Memleketini söyleyince burnuna baktım, hiç belli olmuyor, meğer estetik yaptırmış.
Adı, annemin adı.
Sakinliğinin de memleketiyle alakası yok.
Meğer Ankara’da doğup büyümüş.
Daha bir ciddi görünmek için gözlük takmaya başlamış hâkim olunca.

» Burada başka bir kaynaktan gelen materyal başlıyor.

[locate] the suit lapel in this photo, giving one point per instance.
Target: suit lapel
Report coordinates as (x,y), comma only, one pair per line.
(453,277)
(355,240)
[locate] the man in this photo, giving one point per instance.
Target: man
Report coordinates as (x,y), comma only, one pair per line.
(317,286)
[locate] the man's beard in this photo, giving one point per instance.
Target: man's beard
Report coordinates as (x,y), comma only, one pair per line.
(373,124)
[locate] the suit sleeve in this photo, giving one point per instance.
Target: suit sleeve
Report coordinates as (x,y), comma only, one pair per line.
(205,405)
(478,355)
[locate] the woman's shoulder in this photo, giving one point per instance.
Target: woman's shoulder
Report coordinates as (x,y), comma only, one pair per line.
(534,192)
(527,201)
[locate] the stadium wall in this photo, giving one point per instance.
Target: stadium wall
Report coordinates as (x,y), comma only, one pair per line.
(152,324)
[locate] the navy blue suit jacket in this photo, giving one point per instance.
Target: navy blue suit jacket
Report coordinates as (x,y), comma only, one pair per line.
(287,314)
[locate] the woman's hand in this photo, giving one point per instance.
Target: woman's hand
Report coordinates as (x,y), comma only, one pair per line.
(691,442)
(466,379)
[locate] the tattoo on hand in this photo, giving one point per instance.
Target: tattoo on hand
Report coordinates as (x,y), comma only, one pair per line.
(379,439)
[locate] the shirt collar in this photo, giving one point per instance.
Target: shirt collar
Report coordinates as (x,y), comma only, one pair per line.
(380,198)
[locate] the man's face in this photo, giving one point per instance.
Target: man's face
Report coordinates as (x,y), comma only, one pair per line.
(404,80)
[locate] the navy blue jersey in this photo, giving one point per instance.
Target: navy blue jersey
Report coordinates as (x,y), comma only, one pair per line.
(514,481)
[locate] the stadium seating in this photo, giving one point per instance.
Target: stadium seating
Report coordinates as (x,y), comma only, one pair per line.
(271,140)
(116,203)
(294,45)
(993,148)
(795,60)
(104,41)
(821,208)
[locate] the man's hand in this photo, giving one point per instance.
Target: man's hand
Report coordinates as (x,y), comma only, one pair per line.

Boylu, edalı, alımlı, güzel.
Bahtı da güzel olsun dedim içimden.
Mecelle’yi sordum, okumamış.
Aklıma nereden geldiyse Haldun Taner’in “Yaprak Ne Canlı Yeşil” öyküsünü önerdim.
Bizim karaşın tavşanın arkadaşı.
Kurada Orta Anadolu’nun bir kasabası çıkmış.
Küçük yer.
Fazla olay da olmaz.
Rahat eder.
Karaşın tavşan söyledi, sevdiği bir oğlan varmış.
Kendinden küçük.
Üniversite öğrencisi Ankara’da.
En çok onu özlüyormuş.
Mecelle’yi neyse de, okumasa da olur dedim sonra öyküyü.
Bir yolunu bulup Ankara’ya alabilir miymişiz?
Hele bir yüzüğü taksınlar.
Bir çaresi bulunur.
Demedim tabii.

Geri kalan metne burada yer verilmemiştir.